The Dr Daniel W Kissam House is a focal point for many of the Huntington Historical Society’s outreach and education activities. Aside from housing the Kissam family history in a room on the property and housing the Society’s costume collection in the attic, the wine tasting and annual meetings are held on the property and barn.
Its mostly red exterior with white trim along Park Avenue is home to a great deal of history, as well as a large yard, a period garden, and a barn where many events are held.
Dr Daniel W Kissam House at 434 Park Avenue, Huntington, New York has helped many a Huntington student learn what it would have been like to be alive and doing chores during Colonial times during its summer Passport to the Past programs, and the spring, which is coming up this year May 1.
Dr. Kissam built the house in 1795 at the site of a house built in 1663 that was burned down, probably by the British after leaving Huntington after the Revolutionary War.

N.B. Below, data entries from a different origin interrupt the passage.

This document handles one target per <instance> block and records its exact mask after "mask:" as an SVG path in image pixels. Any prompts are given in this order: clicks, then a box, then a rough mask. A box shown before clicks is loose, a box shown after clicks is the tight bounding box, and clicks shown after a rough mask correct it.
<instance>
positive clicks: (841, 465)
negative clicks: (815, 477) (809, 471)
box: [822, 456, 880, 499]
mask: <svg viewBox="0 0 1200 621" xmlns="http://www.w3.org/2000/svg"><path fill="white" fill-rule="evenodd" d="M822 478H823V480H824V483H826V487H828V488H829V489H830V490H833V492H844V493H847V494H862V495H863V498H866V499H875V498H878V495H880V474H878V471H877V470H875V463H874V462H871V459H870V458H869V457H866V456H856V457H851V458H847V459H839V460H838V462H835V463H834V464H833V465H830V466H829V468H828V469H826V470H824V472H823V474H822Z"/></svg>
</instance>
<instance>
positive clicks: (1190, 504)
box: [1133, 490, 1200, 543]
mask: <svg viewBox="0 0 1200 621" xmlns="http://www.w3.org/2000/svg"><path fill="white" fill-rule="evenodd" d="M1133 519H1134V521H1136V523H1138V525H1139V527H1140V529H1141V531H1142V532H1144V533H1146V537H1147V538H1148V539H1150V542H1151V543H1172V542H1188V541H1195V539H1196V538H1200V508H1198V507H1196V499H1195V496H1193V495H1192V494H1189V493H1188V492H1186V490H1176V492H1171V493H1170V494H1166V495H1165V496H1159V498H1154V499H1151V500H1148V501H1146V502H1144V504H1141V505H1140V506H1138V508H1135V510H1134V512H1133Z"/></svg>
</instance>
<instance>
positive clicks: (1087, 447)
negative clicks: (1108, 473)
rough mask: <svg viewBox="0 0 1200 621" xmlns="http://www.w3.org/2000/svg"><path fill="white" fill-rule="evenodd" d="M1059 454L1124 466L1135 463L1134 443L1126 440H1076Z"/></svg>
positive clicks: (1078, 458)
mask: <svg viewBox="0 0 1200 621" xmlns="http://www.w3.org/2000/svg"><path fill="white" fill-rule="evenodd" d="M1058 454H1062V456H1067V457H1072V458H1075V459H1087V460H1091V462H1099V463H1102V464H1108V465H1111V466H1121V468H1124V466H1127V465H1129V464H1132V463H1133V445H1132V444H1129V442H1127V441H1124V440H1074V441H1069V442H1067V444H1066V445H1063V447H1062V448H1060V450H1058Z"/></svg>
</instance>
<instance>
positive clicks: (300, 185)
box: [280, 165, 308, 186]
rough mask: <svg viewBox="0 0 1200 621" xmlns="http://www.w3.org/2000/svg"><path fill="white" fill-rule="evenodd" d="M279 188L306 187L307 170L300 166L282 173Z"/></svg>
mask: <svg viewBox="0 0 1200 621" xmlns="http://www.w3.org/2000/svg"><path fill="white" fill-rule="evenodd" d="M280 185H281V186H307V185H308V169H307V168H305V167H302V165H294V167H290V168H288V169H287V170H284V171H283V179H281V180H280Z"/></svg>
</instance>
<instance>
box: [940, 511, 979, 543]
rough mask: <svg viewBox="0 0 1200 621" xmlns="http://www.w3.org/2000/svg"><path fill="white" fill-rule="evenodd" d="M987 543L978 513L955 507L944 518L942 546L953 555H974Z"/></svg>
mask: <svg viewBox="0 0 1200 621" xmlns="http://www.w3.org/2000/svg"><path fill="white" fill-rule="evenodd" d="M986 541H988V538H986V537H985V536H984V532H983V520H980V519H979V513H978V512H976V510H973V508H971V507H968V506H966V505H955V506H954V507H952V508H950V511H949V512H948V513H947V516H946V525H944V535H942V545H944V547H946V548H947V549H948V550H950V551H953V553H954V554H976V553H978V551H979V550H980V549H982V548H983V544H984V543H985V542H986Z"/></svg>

Robert “Toby” Kissam, executive coordinator of the and a 10th-generation descendant of the home’s original owner, Dr. Daniel Kissam, said the house is painted white on the front and red on the sides, reflecting the pragmatism of early settlers. “White paint was more expensive than red paint, which was cheaper and made with local coloring ingredients,” Kissam said. “So they painted the front of the building, toward the road, with the more expensive paint and then painted the rest with red.”
House additions have occurred over time, with a “new” kitchen built in 1840 when the kitchen storage room was doubled in size. Despite having 14 children by two wives, the Kissams were thrifty and reused the original windows, woodwork, and rear door for the renovated kitchen.

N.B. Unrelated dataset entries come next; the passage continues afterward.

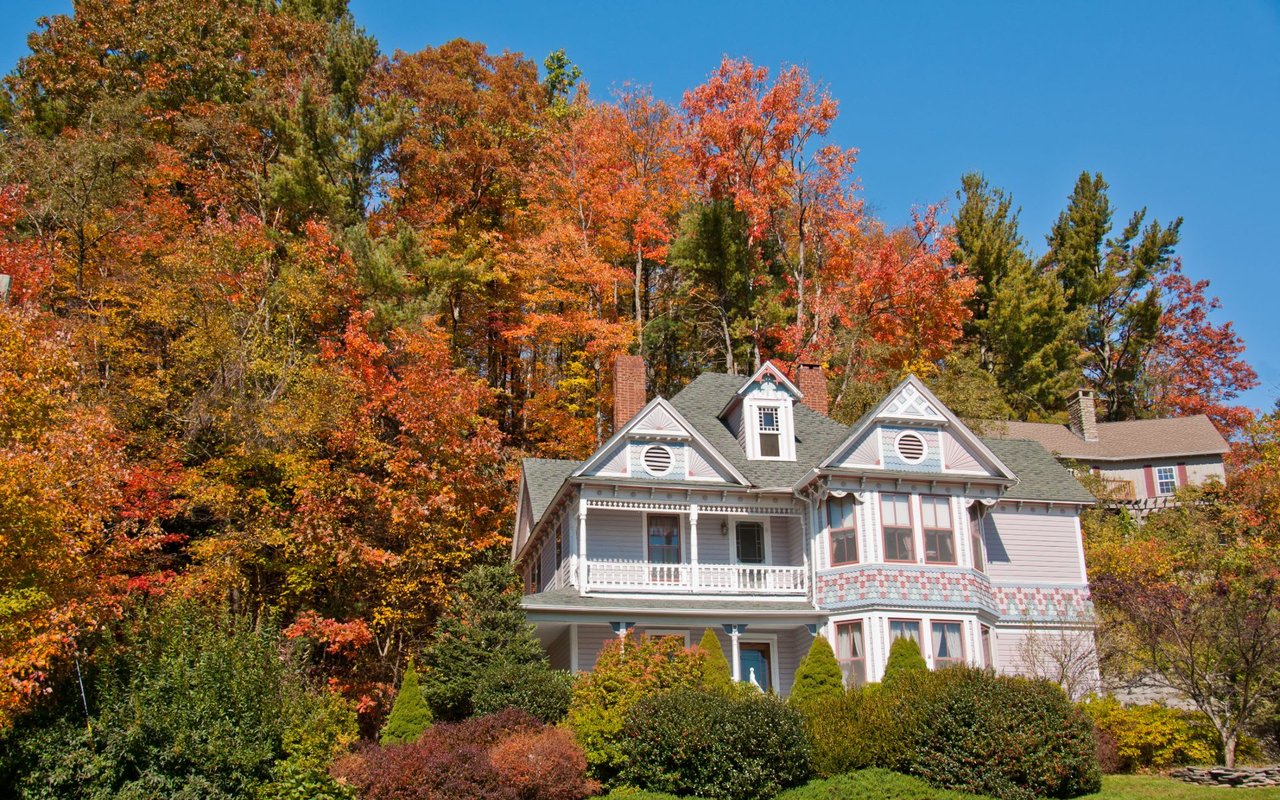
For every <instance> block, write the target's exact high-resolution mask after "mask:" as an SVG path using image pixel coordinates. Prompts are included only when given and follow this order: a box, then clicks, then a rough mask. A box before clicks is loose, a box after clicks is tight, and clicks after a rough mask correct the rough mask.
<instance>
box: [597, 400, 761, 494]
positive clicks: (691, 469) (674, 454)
mask: <svg viewBox="0 0 1280 800" xmlns="http://www.w3.org/2000/svg"><path fill="white" fill-rule="evenodd" d="M575 475H577V476H584V477H626V479H631V480H645V481H662V483H669V481H694V483H700V481H708V483H723V484H737V485H741V484H745V483H746V480H745V479H742V476H741V475H740V474H737V471H736V470H733V467H732V466H731V465H730V463H728V462H727V461H726V460H724V458H723V457H722V456H721V454H719V453H717V452H716V449H714V448H713V447H712V445H710V444H709V443H708V442H707V440H705V439H703V436H701V435H700V434H698V431H696V430H694V428H692V426H691V425H689V422H687V421H686V420H685V419H684V417H681V416H680V412H677V411H676V410H675V408H673V407H672V406H671V404H669V403H668V402H667V401H664V399H662V398H658V399H654V401H653V402H650V403H649V404H648V406H645V408H644V410H641V411H640V413H637V415H636V416H635V419H632V421H631V422H628V424H627V425H626V426H625V428H623V429H622V430H620V431H618V433H616V434H614V435H613V438H612V439H609V440H608V442H607V443H605V444H604V445H603V447H602V448H600V449H599V451H596V452H595V454H594V456H593V457H591V458H590V460H588V462H586V463H585V465H582V467H581V468H580V470H577V471H576V472H575Z"/></svg>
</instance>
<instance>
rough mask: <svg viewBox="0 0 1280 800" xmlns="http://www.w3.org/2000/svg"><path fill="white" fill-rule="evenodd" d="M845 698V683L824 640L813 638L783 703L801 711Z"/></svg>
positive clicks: (796, 671)
mask: <svg viewBox="0 0 1280 800" xmlns="http://www.w3.org/2000/svg"><path fill="white" fill-rule="evenodd" d="M844 694H845V681H844V678H842V676H841V675H840V664H838V663H837V662H836V654H835V653H833V652H832V649H831V643H829V641H827V639H826V637H824V636H814V639H813V644H812V645H809V654H808V655H805V657H804V660H803V662H800V667H799V668H797V669H796V677H795V684H792V686H791V696H790V698H787V703H790V704H791V705H794V707H796V708H800V709H804V708H808V707H813V705H815V704H820V703H823V701H835V700H838V699H840V698H841V696H844Z"/></svg>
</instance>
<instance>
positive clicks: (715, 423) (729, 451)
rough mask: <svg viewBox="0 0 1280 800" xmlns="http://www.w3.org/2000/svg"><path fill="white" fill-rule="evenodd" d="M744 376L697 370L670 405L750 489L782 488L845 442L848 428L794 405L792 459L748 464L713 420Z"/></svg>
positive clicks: (714, 420)
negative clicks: (788, 459)
mask: <svg viewBox="0 0 1280 800" xmlns="http://www.w3.org/2000/svg"><path fill="white" fill-rule="evenodd" d="M744 383H746V378H742V376H741V375H724V374H722V372H703V374H701V375H699V376H698V378H696V379H695V380H694V381H692V383H691V384H689V385H687V387H685V388H684V389H682V390H681V392H680V394H677V396H676V397H673V398H671V404H672V406H675V407H676V411H678V412H680V413H681V416H684V417H685V419H686V420H689V424H690V425H692V426H694V428H696V429H698V433H700V434H701V435H703V438H704V439H707V440H708V442H710V444H712V447H714V448H716V449H717V451H719V453H721V454H722V456H723V457H724V460H726V461H728V462H730V463H732V465H733V467H735V468H737V471H739V472H741V474H742V475H744V476H745V477H746V479H748V480H749V481H751V484H753V485H755V486H759V488H763V489H777V488H786V489H788V490H790V489H791V486H792V485H795V483H796V481H797V480H800V479H801V477H804V475H805V474H806V472H809V471H810V470H812V468H813V467H814V466H817V463H818V462H819V461H822V458H823V457H824V456H827V453H829V452H831V451H832V449H833V448H835V447H837V445H838V444H840V443H841V442H844V440H845V436H847V435H849V429H847V428H845V426H844V425H841V424H840V422H836V421H835V420H831V419H827V417H824V416H822V415H820V413H817V412H814V411H813V410H810V408H809V407H808V406H803V404H800V403H796V404H795V406H794V411H792V417H794V421H795V429H796V460H795V461H751V460H749V458H748V457H746V453H745V452H742V445H741V444H739V442H737V438H736V436H733V434H732V433H730V430H728V428H727V426H726V425H724V422H722V421H721V419H719V412H721V411H723V408H724V404H726V403H728V401H730V398H732V397H733V394H735V393H736V392H737V390H739V389H741V388H742V384H744Z"/></svg>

Dr. Kissam lived in the house for many years with his wives, Elizabeth Treadwell and Phebe Oakley (he had seven children with each wife), and then with his son-in-law, Charles Sturgis, who married an older daughter who died, and then married Sarah Jane Kissam.
Sturgis turned the original kitchen into a formal dining room and added a “new” kitchen to the rear of the house in 1840. The Sturgis family lived in the house until 1857, Kissam said, after which it was owned by the Owen, Fuller, and Taylor families until it was purchased from Hilda Taylor in 1967 by the Huntington Historical Society.

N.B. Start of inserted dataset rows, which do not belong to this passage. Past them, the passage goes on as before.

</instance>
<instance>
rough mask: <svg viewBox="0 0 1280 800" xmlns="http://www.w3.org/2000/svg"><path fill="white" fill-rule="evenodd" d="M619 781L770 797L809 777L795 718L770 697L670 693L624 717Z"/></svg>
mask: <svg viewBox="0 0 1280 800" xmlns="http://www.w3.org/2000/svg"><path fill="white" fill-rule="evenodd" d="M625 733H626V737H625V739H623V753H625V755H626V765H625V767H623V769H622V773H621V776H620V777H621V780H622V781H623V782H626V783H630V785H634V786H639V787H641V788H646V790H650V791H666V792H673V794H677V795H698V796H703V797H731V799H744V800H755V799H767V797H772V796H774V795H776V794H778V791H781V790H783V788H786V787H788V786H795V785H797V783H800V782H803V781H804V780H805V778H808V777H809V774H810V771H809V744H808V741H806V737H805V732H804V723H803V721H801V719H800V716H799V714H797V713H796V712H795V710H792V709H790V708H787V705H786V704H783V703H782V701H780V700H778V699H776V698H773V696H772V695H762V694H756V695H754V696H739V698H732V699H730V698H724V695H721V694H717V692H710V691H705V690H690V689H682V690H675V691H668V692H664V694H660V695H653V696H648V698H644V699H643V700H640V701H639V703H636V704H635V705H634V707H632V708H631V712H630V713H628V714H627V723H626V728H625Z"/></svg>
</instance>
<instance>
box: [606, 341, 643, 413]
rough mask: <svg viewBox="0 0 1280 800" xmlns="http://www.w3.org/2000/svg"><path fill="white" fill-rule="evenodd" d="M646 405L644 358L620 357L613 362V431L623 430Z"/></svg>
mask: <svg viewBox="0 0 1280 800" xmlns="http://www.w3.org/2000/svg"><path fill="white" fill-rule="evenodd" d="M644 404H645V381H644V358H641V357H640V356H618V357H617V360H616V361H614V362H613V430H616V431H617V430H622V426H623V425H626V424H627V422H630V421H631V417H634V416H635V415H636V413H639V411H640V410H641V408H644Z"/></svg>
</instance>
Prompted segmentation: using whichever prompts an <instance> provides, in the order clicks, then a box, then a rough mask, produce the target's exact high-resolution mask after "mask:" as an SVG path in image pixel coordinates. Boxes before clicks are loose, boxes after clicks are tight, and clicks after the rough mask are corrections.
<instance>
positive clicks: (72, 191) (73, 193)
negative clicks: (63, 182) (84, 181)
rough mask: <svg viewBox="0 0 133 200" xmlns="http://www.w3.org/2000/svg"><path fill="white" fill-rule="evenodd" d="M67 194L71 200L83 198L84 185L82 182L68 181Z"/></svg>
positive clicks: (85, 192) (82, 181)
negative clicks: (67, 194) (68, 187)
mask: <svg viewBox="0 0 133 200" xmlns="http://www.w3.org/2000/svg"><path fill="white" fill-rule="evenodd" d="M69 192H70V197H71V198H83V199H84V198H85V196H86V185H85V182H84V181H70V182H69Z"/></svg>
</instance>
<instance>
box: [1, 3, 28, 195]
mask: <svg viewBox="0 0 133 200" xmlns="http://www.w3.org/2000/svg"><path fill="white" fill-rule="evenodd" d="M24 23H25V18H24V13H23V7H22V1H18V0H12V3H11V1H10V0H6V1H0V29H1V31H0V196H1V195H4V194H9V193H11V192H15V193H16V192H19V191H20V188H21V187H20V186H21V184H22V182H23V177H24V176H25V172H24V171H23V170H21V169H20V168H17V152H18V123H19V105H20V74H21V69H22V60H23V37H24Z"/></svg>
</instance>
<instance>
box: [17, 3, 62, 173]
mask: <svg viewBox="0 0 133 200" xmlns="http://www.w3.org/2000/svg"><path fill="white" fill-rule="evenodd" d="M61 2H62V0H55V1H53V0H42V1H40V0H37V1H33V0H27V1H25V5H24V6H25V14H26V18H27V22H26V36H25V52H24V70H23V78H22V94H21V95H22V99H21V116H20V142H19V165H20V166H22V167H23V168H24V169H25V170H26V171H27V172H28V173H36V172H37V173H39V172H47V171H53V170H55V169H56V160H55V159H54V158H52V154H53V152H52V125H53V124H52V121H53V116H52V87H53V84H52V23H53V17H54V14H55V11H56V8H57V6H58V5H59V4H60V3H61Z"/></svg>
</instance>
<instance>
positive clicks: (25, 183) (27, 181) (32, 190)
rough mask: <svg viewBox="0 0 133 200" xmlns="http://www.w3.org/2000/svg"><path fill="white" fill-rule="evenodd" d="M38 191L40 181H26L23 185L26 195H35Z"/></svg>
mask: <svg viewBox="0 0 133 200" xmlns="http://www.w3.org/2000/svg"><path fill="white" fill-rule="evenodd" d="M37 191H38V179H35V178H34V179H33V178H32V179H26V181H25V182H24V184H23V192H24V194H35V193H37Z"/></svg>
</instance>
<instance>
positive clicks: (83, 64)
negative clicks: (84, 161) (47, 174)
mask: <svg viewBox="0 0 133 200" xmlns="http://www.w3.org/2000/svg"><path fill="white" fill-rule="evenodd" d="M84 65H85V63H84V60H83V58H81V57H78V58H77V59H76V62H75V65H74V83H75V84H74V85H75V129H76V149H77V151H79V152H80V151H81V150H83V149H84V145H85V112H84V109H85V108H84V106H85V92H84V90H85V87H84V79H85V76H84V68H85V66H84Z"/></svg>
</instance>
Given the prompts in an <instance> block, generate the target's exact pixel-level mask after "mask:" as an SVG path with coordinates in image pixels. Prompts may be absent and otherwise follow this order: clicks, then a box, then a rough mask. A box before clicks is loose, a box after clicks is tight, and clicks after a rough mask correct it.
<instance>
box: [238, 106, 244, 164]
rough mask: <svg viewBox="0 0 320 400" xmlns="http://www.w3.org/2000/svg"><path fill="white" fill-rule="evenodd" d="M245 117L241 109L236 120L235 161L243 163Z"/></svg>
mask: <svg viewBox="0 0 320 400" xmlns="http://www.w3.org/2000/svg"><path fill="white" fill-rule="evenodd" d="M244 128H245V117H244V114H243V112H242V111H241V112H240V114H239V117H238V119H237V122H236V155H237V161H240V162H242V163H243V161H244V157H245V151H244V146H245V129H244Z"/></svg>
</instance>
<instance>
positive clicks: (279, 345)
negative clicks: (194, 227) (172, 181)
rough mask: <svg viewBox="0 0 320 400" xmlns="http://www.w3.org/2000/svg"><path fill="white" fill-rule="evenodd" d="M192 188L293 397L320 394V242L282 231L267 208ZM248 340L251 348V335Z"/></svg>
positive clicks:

A kitchen with modern conveniences had been added over the years, so the society restored it to its 1840s layout in 2006. The house has been restored to resemble what it would have looked like in the 1840s, Kissam said. A noteworthy feature is detailed woodwork in the second-floor bedroom, called the front bedroom parlor, where the wife entertained her friends. It is one of the few examples of molding from that time period that have survived on Long Island, according to Kissam.
Kissam said Taylor, the last owner of the house before the society purchased it, built a second-floor studio for her to use as a studio.
The room now houses the family history, timelines, photographs, and most recently the family Bible of Maria Louisa Kissam, whose grandson was William Kissam Vanderbilt II, the man who built the Eagle’s Nest house in Centerport, now a museum and planetarium.
The Dr Daniel W Kissam House is listed on the National Register of Historic Places. It is open for tours by appointment, cost of $5 per person; tours also are given during events at the property. Group tours may be arranged with Cathi Horozwitz, the outreach coordinator.
In the barn behind the home, the summer camp program and special events are held, and the museum’s antiques and collectibles store and kitchen are located next to the barn. The museum store is open Tuesday, Wednesday and Sunday from 1 to 4 p.m. Consignment items are taken Tuesday mornings from 9:30 a.m. to noon.